Lawyers for the company’s chief executive officer, Brian Harrison, and chief financial officer, W.G. Stover Jr., said in a letter to the House Energy and Commerce Committee that the executives would invoke the Fifth Amendment in response to any questions.
“This is not a decision arrived at lightly, but it is a decision dictated by current circumstances,” Mr. Harrison’s attorney, Walter F. Brown Jr., wrote in a letter to the committee Tuesday.
“While I have instructed my client not to testify at the hearing, it would be a mistake to infer anything from this other than that it is the act of a prudent lawyer who is newly engaged to represent a witness in ongoing government investigations.”
But Republican lawmakers railed against the decision not to have the solar company executives testify about why the company collapsed despite hundreds of millions of dollars in federal loans and praise from the Obama administration, which held the company out to be a success story of the federal stimulus program.
“Who exactly are the Solyndra executives trying to protect and what are they trying to hide?” Rep.
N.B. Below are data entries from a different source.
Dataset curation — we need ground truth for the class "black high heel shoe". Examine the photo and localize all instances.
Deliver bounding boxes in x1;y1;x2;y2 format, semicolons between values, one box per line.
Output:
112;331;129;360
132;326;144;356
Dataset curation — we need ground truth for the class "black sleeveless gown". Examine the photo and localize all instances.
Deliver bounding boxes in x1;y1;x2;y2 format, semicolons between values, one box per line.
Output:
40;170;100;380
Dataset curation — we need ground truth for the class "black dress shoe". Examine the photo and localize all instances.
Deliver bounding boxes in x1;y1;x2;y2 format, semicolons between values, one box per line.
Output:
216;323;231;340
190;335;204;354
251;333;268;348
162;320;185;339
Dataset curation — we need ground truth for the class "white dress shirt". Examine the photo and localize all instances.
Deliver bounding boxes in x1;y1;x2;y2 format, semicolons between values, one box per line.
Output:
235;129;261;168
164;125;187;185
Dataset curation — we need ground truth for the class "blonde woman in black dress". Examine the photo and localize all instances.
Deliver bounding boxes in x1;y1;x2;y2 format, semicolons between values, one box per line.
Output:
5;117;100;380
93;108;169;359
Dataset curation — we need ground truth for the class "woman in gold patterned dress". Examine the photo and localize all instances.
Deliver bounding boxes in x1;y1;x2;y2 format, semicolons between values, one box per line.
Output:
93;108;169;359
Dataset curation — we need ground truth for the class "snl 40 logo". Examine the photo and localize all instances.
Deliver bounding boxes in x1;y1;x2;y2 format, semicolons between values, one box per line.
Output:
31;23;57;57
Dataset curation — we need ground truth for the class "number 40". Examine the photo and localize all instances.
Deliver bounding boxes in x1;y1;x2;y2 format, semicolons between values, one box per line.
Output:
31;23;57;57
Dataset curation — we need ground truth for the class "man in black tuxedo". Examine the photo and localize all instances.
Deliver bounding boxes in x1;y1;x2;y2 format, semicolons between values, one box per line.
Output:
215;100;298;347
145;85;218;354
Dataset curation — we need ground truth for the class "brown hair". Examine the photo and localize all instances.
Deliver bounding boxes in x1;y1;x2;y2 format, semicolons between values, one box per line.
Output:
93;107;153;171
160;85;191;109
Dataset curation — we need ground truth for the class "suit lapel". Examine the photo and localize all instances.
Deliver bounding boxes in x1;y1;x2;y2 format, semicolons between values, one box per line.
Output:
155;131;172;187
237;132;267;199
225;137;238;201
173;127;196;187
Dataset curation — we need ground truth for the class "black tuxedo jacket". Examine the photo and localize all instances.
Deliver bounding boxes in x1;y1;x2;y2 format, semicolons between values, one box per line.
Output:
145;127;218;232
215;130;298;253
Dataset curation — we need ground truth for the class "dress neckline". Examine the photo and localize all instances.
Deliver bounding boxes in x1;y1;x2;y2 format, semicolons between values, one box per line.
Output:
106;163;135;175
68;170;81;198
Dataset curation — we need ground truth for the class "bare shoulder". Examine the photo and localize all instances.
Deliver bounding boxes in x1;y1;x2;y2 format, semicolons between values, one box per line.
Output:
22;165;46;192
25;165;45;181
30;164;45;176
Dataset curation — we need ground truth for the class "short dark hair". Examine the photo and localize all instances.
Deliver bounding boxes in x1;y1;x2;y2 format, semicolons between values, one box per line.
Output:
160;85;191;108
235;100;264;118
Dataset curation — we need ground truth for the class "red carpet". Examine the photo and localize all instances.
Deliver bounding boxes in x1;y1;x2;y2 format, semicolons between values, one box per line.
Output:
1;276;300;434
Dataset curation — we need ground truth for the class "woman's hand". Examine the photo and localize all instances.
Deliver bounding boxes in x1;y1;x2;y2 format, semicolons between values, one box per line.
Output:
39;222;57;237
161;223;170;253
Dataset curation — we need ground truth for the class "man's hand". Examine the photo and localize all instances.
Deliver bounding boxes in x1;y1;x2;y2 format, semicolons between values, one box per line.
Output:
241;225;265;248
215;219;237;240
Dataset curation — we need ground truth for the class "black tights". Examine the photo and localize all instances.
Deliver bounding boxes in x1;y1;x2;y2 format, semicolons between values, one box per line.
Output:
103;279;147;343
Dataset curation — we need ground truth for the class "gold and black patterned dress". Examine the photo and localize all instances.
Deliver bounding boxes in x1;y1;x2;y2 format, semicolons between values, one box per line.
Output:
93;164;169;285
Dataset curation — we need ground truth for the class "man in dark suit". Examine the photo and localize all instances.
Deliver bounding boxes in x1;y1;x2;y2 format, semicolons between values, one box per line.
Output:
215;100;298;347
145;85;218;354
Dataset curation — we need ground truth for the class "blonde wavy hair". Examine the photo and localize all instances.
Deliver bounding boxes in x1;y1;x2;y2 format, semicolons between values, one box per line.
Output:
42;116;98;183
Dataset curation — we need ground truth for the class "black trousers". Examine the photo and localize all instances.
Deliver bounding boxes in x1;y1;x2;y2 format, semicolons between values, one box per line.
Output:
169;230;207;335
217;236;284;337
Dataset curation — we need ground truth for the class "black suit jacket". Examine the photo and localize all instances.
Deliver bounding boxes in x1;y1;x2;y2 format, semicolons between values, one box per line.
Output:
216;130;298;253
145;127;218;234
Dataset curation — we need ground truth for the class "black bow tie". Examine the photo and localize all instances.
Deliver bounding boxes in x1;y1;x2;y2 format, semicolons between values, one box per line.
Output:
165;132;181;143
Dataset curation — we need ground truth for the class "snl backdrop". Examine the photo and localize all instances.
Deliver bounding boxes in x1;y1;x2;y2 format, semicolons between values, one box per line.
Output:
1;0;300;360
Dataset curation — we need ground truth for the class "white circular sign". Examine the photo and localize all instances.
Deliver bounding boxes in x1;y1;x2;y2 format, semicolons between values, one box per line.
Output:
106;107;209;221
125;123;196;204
Fred Upton, Michigan Republican, said in a joint statement with Rep. Cliff Stearns, Florida Republican, after receiving the letters from the attorneys Tuesday.
Mr. Upton is chairman of the House Energy and Commerce Committee, and Mr. Stearns is chairman of its oversight and investigations subcommittee. The committee has been investigating for months, but its probe picked up momentum after the company filed for bankruptcy and saw its offices raided by the FBI earlier this month.
But there are no plans to call off the hearing Friday. Mr. Upton and Mr. Stearns said they still have “many questions for Solyndra’s executives on their dealings with the Obama administration, their efforts to secure federal support for a project that seems doomed from the outset and why they made certain representations to Congress regarding their dire financial situation just two months ago.”
Meanwhile, Solyndra is seeking permission from a federal bankruptcy judge to allow the company to hire a law firm, McDermott Will & Emery, to assist it with the ongoing federal investigations it’s facing. Former Massachusetts Gov. William F. Weld stands to earn $825 per hour if a judge approves the plan.